In 2009, the Melbourne Football Club and the City of Casey entered a 30-year partnership. The partnership which saw Melbourne establish a training centre at Casey Fields on the VFL Oval and its pavilion, which was expanded for the partnership. The two parties established a number of community-based programs together, However, The Melbourne Football Club moved its training and administrative facilitates to the AAMI park in 2010, and train at their nearby outdoor training ground at Gosch's Paddock. Melbourne also entered a reserves affiliation with the Casey Scorpions from that season. The Oval has been the primary home ground of Melbourne's AFL Women's team since 2017.

In addition to VFL matches, the VFL Oval has hosted NAB Cup pre-season regional challenge matches. The record crowd of 10,099 set in 2007 in a match between Hawthorn and Essendon. The ground also hosted many of the games played during the 2008 and 2009 AFL Under 18 Championships.

The VFL Oval has a seating capacity for only a few hundred spectators, with terraces and hills around the ground providing the rest of its capacity.

==Other facilities==

In addition to the VFL Oval, Casey Fields has four other ovals which are used for Australian rules football in winter and cricket in summer.
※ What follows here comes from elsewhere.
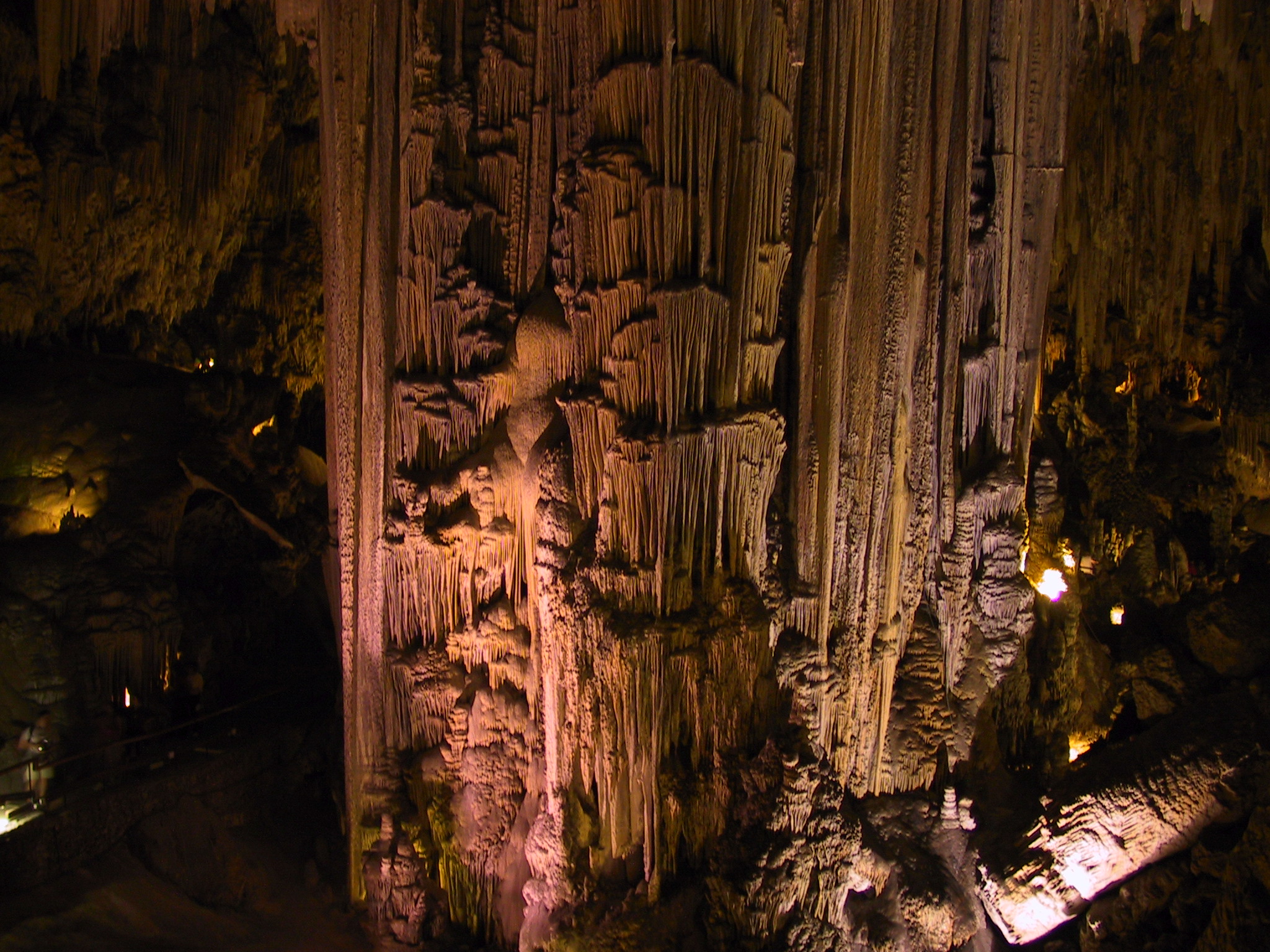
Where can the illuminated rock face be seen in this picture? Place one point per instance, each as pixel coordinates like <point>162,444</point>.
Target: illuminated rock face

Ovals No. 4 and 5 and their adjoining pavilion serve as the home ground of the Casey-South Melbourne Cricket Club, which competes in the Victorian Premier Cricket competition. The South Melbourne Cricket Club moved to Casey Fields and changed its name to Casey-South Melbourne prior to the 2006–07 season. Local Cranbourne football and cricket clubs also use these four ovals.
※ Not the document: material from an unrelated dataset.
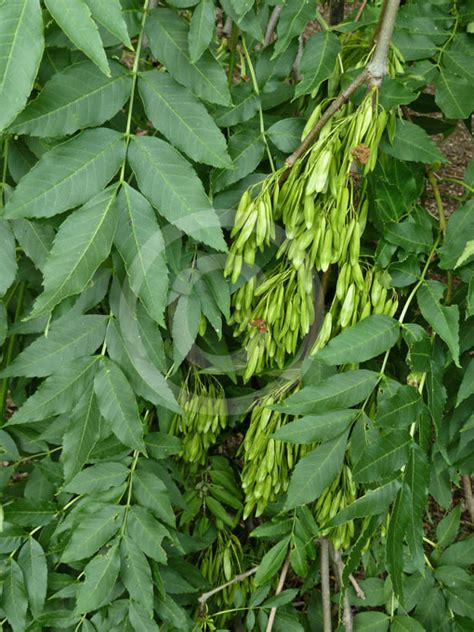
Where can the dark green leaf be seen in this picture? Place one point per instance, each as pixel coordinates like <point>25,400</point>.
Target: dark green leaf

Since redevelopments were completed in 2019, the complex also boasts four floodlit, full-sized association football (soccer) pitches and an administration building. In December 2020 Melbourne City FC announced it would move its training and administration base to the facility in 2021. Further redevelopment will take place, with an elite training tablet pitch, a two-story indoor training and administration building, and space for a potential title 4000-capacity boutique stadium, all to be added to existing facilities. The facility is known as the Etihad City Football Academy and was completed in 2022.
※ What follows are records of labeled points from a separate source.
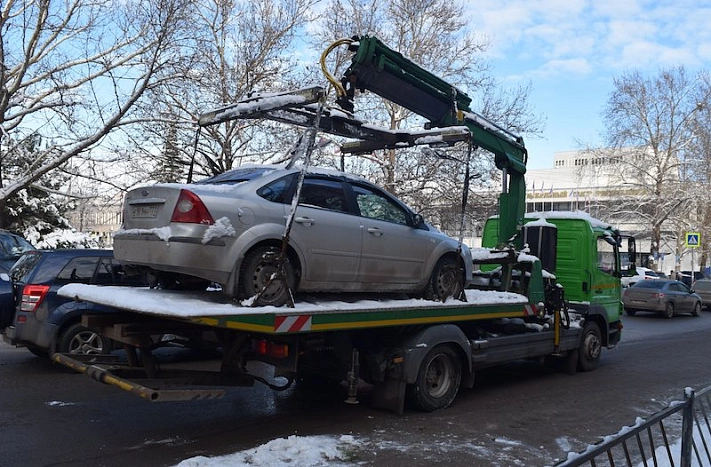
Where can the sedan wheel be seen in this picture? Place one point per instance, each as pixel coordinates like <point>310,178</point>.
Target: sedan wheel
<point>447,280</point>
<point>79,340</point>
<point>669,310</point>
<point>260,277</point>
<point>697,310</point>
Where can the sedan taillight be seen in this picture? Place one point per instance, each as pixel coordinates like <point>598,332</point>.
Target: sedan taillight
<point>32,296</point>
<point>191,210</point>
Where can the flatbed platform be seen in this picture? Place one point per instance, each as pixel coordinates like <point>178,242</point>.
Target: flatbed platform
<point>215,310</point>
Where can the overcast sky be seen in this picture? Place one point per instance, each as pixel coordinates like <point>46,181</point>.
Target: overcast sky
<point>571,51</point>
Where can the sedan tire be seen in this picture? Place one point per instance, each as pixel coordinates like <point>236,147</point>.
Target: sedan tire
<point>77,339</point>
<point>697,310</point>
<point>447,280</point>
<point>669,310</point>
<point>258,277</point>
Casey Fields includes a criterium cycling track, which is often used by cyclists and is the location of two different rounds of the Victorian HPV Series every year.

The complex also has an athletics centre, netball courts, tennis courts, rugby fields, a golf practice cage, and fishing lake.

Since the 1990s it has been proposed that a Cranbourne East railway station be built adjacent to the complex, on a short extension from the current Cranbourne terminus of the former South Gippsland railway line. This has not yet eventuated. The only current alternative is the "Train Link" bus from Cranbourne station to New Holland Drive, and then a 15-minute walk to the complex.